A small miracle occurred in our home this weekend. My husband and I, faced with an afternoon alone (one teen was at work; the other at the Apple Cup) both shared our fantasies of what we wanted to accomplish, and both had "clean out the storage closet" on that list.
The storage closet houses emergency food supplies, luggage, wrapping paper, golf clubs, back packs, and various holiday paraphernalia. The latter is what seriously needed to be gone through. I undauntedly carried each cardboard holiday box into the house to sort. I felt a bit like Scrooge on his journey into holidays past, smiling at old Halloween costumes (I think I put three "Scream" masks and capes in the give-away pile), masses of unmatched plastic Easter eggs, and heart-shaped Valentine baskets and pillows. I had a moment of wondering how we got here--to the place where I was truly ready to throw some things out, pass others on, and do so joyfully and clearly, without a lot of grief or regret.
Armed with measurements of storage space and numbers of containers needed, I headed to Fred Meyer to purchase plastic bins with tops to deter whatever had chewed the last bag of dog food we had stored in the closet.

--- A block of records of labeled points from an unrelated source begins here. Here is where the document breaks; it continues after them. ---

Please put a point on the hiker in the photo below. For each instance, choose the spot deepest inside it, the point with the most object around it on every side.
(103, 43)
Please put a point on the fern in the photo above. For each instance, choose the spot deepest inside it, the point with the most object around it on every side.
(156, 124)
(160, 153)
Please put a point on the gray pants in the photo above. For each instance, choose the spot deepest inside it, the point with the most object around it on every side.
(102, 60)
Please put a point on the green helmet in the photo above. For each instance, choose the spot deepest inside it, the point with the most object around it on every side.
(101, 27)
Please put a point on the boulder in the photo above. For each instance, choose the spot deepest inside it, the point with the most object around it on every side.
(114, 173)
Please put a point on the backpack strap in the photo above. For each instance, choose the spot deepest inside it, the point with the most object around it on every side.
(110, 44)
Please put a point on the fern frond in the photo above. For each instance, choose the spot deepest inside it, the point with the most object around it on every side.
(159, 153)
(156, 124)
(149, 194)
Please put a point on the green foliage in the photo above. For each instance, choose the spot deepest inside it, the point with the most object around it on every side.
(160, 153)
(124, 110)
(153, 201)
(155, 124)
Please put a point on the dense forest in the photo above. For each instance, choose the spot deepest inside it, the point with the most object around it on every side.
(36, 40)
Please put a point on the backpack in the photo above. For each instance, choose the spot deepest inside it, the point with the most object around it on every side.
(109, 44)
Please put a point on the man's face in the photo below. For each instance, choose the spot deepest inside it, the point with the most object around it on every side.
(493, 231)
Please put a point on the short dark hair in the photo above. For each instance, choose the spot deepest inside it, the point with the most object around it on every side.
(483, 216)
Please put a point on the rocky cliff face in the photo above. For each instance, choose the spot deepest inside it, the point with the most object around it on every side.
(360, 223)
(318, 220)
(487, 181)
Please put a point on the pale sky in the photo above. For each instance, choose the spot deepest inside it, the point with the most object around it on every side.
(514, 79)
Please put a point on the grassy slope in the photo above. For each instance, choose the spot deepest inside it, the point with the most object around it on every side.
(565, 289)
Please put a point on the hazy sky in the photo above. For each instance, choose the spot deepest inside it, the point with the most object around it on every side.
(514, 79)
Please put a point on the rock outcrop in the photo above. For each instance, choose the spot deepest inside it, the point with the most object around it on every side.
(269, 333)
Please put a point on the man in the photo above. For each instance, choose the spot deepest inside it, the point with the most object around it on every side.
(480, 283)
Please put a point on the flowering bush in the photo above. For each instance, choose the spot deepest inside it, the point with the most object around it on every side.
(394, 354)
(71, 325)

At home, I put everything in its place back in the closet, and turned to look at the boxes of Christmas decorations still in the living room, waiting to be undone and put out.
There was a kind of grace and serendipity to doing this the day before Advent began. In years past, I have felt there was hardly enough room in our lives for Christmas, and all the shopping, activity, stress, and chaos it has brought with it. I felt as though I had suddenly been handed a mandatory part-time job on top of an already full plate of work, family, friends, church, and such. I tried planning way ahead, which only served to prolong the stress. We started drawing names for gifts, which helped some. Slowly, over the years, I realized I was the one who was stressing me out, and only I could cure that. I began to make a conscious effort to make time and room for things that bring me joy during the season, and to be more OK with mediocrity in some areas, which took a lot of pressure off. Good enough is sometimes, well, good enough....
This year, with the other holidays nestled snug in their plastic bins, I realized I feel like I have room for Christmas. I have room to choose good-enough gifts, to make a few cookies, to light a fire and watch cheesy Christmas movies on the Hallmark channel. I have room to put a small tree on my desk, room to spend time with youth and children at church crafting a pageant, room to look at the beauty of lights in the darkness with my sweetie.
This is the true gift I have given myself--room to prepare. On this First Sunday of Advent, I asked myself, "What could be more important than giving ourselves time and energy to prepare for the greatest love of all? " And I felt it--Hope. The hope that springs from room in my heart.
My challenge to you this holiday season, whether you celebrate Advent, Christmas, Hanukkah, Solstice, or Kwanzaa--is to give yourself room to prepare, and to hope.